It’s now a week ago since Sweden’s general election (which I caught a glimpse of when in Stockholm at the time) and the left there have been faced with the task of reviewing what went wrong, why the Social Democrats have fallen to their lowest level since 1914, why the Left Party lost further support, and why a party with its roots in fascism has been able to enter parliament for the first time (by crossing the 4% threshold). In case anyone’s interested here’s the results in full:
Sweden Democrats (far right): 5.7% (+2.8), 20 seats (+20)
Christian Democrats: 5.6% (-1.0), 19 seats (-5)
Left Party: 5.6% (-0.3), 19 seats (-3)
This gives a total of 43.6% for the red-green bloc (of Social Democrats, Greens and Left Party) and 49.4% for the four-party governing right-wing alliance. Neither side has a majority but the right-wing alliance are only 2 seats short.
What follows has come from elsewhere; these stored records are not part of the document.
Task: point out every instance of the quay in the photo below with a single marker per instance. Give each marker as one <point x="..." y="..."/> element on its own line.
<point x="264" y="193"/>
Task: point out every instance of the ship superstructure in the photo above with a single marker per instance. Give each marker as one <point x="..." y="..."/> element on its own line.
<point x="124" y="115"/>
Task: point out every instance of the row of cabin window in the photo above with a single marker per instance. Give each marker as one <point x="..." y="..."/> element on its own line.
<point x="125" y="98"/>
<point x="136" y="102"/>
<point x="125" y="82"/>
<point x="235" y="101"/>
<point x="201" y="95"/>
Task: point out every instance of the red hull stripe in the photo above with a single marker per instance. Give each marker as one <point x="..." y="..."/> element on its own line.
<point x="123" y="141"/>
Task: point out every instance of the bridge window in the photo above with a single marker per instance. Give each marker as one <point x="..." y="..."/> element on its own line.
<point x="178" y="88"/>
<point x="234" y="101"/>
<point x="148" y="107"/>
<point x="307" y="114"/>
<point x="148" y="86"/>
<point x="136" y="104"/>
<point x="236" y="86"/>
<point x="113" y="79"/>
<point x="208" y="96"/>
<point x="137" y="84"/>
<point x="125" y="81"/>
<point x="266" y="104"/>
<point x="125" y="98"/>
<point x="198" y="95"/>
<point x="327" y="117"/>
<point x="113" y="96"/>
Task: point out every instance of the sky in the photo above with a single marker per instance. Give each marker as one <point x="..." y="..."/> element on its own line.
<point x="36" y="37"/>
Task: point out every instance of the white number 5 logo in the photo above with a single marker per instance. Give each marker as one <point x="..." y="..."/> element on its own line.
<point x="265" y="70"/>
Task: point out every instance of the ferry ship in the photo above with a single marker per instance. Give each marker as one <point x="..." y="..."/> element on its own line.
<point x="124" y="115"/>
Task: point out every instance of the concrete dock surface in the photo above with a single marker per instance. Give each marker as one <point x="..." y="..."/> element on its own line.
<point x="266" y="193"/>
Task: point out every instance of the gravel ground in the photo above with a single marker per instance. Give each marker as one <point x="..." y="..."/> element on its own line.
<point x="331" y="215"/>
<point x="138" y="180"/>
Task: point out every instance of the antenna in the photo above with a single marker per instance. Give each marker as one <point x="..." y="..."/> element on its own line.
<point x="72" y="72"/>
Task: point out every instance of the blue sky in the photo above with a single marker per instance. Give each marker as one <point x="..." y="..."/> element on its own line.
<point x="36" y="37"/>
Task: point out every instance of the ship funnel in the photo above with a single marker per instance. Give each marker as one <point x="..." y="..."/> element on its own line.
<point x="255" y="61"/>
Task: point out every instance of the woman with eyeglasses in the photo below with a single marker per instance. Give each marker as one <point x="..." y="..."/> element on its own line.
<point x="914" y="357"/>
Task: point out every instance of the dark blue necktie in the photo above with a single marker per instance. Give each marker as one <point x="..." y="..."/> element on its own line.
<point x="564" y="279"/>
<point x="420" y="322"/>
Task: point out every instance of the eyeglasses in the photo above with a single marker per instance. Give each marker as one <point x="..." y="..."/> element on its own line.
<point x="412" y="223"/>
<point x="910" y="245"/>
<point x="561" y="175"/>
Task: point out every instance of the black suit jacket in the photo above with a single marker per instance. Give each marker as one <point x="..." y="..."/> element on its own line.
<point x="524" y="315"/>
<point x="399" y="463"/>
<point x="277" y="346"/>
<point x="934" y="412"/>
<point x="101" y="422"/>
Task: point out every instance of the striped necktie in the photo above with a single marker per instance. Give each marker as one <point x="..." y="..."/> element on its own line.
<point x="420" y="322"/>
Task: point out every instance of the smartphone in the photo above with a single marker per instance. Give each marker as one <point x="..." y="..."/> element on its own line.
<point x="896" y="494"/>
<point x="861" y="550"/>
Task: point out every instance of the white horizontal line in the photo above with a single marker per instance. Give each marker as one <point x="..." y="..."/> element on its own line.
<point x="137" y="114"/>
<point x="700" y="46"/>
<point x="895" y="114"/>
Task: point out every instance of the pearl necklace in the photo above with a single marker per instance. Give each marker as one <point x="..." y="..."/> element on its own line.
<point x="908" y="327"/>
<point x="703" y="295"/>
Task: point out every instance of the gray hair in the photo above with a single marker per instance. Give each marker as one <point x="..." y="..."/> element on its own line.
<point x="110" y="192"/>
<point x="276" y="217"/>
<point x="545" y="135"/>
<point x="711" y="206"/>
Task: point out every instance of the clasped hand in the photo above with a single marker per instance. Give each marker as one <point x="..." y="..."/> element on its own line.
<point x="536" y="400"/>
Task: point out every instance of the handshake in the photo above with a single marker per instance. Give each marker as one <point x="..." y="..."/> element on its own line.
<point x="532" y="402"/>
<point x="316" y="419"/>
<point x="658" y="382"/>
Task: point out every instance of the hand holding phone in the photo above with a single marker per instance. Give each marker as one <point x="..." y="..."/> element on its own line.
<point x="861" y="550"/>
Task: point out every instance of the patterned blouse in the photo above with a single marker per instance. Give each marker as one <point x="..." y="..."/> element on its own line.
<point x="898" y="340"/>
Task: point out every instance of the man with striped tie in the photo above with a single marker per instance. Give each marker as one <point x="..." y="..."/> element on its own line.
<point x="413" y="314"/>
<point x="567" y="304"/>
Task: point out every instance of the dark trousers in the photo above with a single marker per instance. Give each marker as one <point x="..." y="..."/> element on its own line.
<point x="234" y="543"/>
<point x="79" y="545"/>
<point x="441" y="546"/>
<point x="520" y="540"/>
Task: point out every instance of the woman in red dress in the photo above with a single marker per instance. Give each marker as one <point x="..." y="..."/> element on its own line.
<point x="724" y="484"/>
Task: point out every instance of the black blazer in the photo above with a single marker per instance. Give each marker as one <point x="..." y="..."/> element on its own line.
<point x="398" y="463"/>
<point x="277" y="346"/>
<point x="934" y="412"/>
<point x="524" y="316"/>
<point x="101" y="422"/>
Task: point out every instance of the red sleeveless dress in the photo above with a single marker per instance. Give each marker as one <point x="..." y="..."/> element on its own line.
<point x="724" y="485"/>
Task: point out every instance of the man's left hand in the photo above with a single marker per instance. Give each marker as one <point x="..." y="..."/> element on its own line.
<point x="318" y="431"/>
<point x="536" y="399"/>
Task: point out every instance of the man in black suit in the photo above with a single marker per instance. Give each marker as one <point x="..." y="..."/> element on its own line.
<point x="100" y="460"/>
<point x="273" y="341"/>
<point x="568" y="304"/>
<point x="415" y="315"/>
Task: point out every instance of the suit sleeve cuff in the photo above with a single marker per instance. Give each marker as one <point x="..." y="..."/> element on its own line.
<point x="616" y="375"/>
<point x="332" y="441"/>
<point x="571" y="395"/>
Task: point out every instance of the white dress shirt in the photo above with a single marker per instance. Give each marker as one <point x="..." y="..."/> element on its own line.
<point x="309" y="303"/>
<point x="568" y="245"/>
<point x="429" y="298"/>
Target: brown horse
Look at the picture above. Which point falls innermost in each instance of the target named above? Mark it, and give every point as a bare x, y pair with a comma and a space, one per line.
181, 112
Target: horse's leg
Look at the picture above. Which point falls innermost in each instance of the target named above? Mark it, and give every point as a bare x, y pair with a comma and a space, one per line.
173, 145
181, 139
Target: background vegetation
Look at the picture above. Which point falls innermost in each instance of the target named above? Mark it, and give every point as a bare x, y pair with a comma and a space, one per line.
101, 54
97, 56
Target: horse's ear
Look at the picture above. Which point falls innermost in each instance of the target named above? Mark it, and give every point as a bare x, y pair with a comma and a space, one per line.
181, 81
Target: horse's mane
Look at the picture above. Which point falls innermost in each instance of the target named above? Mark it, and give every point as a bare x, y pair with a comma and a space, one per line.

The fascist Sweden Democrats therefore hold the balance of power although the right-wing Prime Minister Fredrik Reinfeldt (who has governed since 2006) says he will have nothing to do with them, instead seeking the support of the Green Party or possibly the Social Democrats on some issues.
There are two main issues here I think to be discussed, the first is the failure of the left and the second is the frightening growth of the far-right.
The left’s failure
Right-wing Prime Minister Fredrik Reinfeldt
If the right stays in power until 2014 (ie. if there doesn’t have to be a new election) then it will be the longest time that the left has been out of government since 1920. The most successful time for the right before now had been between 1976 and 1982 although the Prime Minister back then (Thorbjörn Fälldin) was not nearly as right-wing as Fredrik Reinfeldt is today.
Over the last 4 years Reinfeldt has pushed through tax cuts of 100 billion kronor, allowed schools and hospitals to be sold off to private companies, and massive profits to be taken out of publicy funded schools and other essential services. In addition Reinfeldt has made it far more expensive for many workers to be part of the trade-union run unemployment insurance schemes – because of the way the system now works it costs the most in those industries where the risk of unemployment in considered to be greatest (which means that those in low paid service sector jobs often end up paying far more than doctors or teachers). A consequence of this is that many have fallen out of the insurance scheme and have left their unions, resulting in a record collapse in trade union membership.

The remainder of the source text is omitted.